Dodge Brand CEO Tim Kuniskis spoke to Motor Trend and revealed that the company will make some major updates for 2024. Chief among them is the introduction of Dodge’s first pure electric muscle car, which will show up in concept form in early 2022. Additionally, the company will stop production on the Dodge Challenger coupe and the Dodge Charger sedan in two years and replace them with new cars on new platforms.

According to the interview, the moves are part of an initiative called “Never Lift.” This new business plan is a 24-month road map to the company’s performance future. Kuniskis explained to Motor Trend that this business plan has the goal of appealing to both sides of Dodge’s consumer base — those who support electric vehicles and those who strongly oppose them.

“I’m juggling knives because I’ve gotta keep two different huge factions happy because at some point those two factions will converge,” Kuniskis told Motor Trend. “The problem is no one knows when they will converge. My job is to provide confidence, over the next 24 months, that we’re gonna do this.”

2024 Coincides With an Expected Change in NASCAR

The reason that these big changes could lead to Dodge’s return is that 2024 coincides with an expected move by the sanctioning body.
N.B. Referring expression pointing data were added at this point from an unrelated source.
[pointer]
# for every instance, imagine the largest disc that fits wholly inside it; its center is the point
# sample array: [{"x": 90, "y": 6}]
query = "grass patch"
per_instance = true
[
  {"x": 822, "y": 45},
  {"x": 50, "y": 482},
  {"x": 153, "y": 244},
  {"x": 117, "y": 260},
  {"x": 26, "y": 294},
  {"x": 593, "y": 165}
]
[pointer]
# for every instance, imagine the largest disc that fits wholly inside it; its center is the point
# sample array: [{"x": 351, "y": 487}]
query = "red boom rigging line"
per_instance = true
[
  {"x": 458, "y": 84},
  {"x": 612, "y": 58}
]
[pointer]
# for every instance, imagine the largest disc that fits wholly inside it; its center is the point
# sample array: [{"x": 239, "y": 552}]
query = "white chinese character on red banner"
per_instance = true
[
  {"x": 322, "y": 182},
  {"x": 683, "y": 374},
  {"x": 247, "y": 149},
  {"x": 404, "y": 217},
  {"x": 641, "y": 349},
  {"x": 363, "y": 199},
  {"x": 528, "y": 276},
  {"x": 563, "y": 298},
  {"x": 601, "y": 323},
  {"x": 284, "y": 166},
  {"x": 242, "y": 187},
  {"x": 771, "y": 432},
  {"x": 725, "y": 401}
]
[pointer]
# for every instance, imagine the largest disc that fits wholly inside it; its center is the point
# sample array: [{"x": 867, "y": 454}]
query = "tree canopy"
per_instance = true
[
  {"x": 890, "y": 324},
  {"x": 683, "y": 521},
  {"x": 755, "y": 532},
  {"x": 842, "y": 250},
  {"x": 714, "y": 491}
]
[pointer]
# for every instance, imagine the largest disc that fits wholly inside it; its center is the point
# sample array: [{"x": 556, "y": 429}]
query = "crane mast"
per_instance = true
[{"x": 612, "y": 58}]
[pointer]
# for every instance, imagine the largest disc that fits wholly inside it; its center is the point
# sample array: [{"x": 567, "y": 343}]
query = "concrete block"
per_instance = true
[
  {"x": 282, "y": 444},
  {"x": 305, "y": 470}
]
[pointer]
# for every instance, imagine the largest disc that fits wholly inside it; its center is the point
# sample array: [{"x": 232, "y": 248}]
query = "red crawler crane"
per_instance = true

The 2024 season is the estimated time when a hybrid powertrain with some form of electrification could make its debut.

Dodge will have multiple vehicles in 2024 that could help NASCAR transition to a different era of the sport. The Challenger and Charger replacements will be the obvious choices considering the previous success in multiple series. However, two other vehicles could provide NASCAR and Dodge with some options.

The all-electric muscle car is another obvious choice. NASCAR has shied away from fully embracing electrification, but this new version of an American muscle car could headline a potential move to electric stock cars if the sanctioning body chose to do so.

Additionally, Dodge has announced a plug-in hybrid vehicle with the brand’s badge that will go into production by the end of 2022. There are very few details available about this plug-in hybrid, but Kuniskis told Motor Trend that it will be a new car.

The Cars Could Impress on the Track and Drive Sales in the Showroom

When Toyota, Chevrolet, and Ford unveiled their respective Next Gen stock cars, they all made a point to highlight the similarities between the vehicles on the track and those in showrooms across the country. This opened up potential opportunities for fans to see the cars competing on the track and decide to purchase one for themselves, albeit with far fewer decals.

This factor could be key for Dodge as it aims to embrace electrification while keeping the muscle car crowd as part of the consumer base. The company is now under the umbrella of Stellantis, which represents 14 automotive brands. According to Motor Trend, CEO Carlos Tavares told brands such as Dodge that they would have 10 years to execute their business and product plans.

The manufacturer has already achieved sales success with both the Challenger and Chargers, but a return to NASCAR could potentially drive even more sales in the future. One of the big teams could begin working with Dodge, win several races, and bring extra attention to a new model of vehicle.